Never mind that the presence of our grunts (even if only techie-grunts) on Israeli soil is guaranteed to stir up major anti-American sentiment among Muslims in the region; forget the hypocrisy of Israeli acquiescence to U.S. troops for missile defense, but not to U.N. peacekeepers to stand in between the Jews and the Arabs. Ignore the fact that Israel is under no pressure to ease up in their totalitarian occupation of the Palestinians. Disregard all of that; it is quite clearly duplicitous and irreconcilable for a nation as great as ours to attack one country for violating U.N. resolutions, while at the same time rendering military assistance to the country next door that does the same thing. While we may be able to get away with it based on our stance of Colossus, astride the rest of this world, it ruins our credibility and eats away at our diplomatic capital for the future ... and we're going to need it as this Bush thing wears on.

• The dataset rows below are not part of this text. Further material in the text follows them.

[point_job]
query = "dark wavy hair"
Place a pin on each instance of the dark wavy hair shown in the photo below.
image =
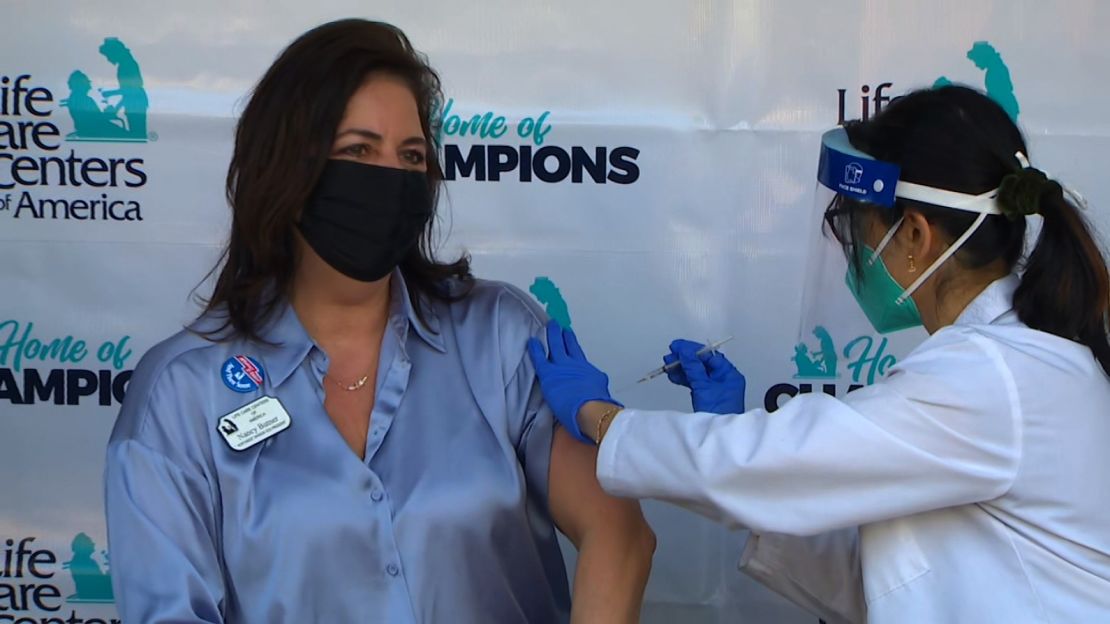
(282, 143)
(959, 139)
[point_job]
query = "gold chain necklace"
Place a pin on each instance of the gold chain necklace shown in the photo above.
(350, 388)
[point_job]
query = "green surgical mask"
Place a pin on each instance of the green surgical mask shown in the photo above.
(878, 293)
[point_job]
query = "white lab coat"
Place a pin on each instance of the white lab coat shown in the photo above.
(970, 485)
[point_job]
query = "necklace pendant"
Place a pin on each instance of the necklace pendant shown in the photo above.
(357, 384)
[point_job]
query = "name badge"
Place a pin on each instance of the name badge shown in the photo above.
(254, 422)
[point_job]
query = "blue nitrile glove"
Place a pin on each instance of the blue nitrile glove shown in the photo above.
(566, 378)
(715, 384)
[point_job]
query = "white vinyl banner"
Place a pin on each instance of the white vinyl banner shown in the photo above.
(645, 169)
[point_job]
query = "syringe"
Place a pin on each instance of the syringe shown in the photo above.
(707, 349)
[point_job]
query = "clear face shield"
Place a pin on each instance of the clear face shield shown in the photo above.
(857, 320)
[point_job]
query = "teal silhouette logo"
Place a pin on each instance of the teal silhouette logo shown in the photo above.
(818, 364)
(92, 584)
(998, 83)
(121, 113)
(546, 292)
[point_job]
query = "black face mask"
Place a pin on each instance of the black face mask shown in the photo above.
(363, 219)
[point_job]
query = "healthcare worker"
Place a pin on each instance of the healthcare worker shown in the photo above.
(969, 485)
(352, 431)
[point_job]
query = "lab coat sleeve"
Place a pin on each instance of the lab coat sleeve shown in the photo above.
(942, 430)
(819, 573)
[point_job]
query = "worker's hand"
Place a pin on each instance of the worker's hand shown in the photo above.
(715, 384)
(566, 378)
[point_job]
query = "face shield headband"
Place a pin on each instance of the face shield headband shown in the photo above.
(853, 173)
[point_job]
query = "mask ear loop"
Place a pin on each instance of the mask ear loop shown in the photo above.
(886, 240)
(944, 258)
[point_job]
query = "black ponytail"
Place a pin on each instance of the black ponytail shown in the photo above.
(959, 139)
(1065, 289)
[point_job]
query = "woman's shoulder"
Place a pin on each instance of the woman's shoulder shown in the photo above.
(168, 378)
(498, 304)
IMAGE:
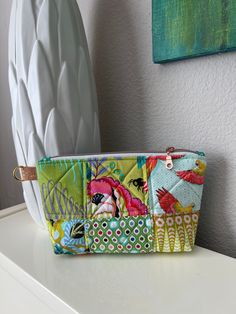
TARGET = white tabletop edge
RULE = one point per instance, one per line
(12, 210)
(34, 286)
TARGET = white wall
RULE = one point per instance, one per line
(143, 106)
(10, 190)
(189, 104)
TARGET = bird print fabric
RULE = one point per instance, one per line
(122, 204)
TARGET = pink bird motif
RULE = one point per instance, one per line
(109, 196)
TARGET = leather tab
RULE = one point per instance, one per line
(21, 173)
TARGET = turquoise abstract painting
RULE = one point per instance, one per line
(192, 28)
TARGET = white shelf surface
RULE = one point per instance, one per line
(32, 277)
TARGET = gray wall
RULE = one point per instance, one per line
(144, 106)
(189, 104)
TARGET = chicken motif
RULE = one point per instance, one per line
(196, 175)
(170, 204)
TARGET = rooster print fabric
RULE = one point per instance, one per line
(122, 204)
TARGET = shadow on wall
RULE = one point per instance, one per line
(119, 82)
(215, 229)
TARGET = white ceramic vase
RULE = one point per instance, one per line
(52, 87)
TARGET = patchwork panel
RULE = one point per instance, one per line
(120, 235)
(175, 232)
(63, 188)
(122, 204)
(68, 236)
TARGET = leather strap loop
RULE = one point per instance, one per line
(21, 173)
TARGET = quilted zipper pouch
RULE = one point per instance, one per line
(124, 202)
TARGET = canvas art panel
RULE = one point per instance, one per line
(192, 28)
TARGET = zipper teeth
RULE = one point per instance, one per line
(113, 154)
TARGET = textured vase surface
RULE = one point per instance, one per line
(52, 87)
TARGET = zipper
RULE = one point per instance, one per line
(169, 151)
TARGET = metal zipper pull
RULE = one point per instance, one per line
(169, 162)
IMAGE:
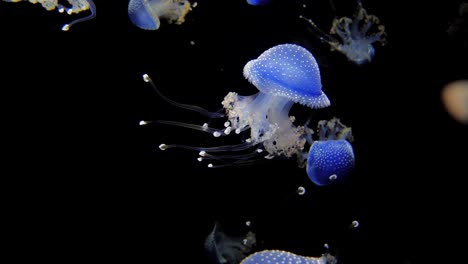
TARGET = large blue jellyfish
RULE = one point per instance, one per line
(354, 39)
(279, 256)
(75, 6)
(284, 75)
(147, 14)
(225, 249)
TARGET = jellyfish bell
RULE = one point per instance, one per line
(331, 157)
(455, 100)
(353, 37)
(147, 14)
(280, 256)
(284, 75)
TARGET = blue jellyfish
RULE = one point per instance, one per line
(258, 2)
(224, 249)
(75, 6)
(147, 14)
(355, 41)
(279, 256)
(331, 157)
(284, 75)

With Tony Blair being quaked by his own supporters over his lockstep-march alongside Bush in the direction of war with Iraq, we find less and less support abroad for this operation as time goes by. And at home, Bush is losing more and more of the hill of beans that amounts to his approval rating because of his overcooked domestic agenda. Despite the fact that U.N. weapons inspectors keep finding warheads and such, the world is actually backing away from us now. And even with all that military equipment and all those men already in place, we hear Don Rumsfeld saying this, the most conciliatory statement to fall from his lips since his wedding day:
"To avoid a war (in Iraq), I would personally recommend that some provision be made so that the senior leadership in that country and their families could be provided haven in some other country." Ah. And who is it that should be making said provisions? And what does that say about the Bush Doctrine? Not exactly the wording one might find on an old Texas "WANTED" poster. Sanity such as this is always a welcome (and surprising) development within the Administration, but it no doubt galls the starchy conservative base that has been snapping up the war bait for over a year now.
Football, war, it's all in season. The difference is, next year, all the teams in the NFL get to start out with a 0-0 record, a clean slate. For the nations of the world, there are no playoff games, only a seriously terrible version of the Super Bowl. We are always the heavy favorite there, whether we are Raiders or Buccaneers. All that really matters, I suppose, is the final score.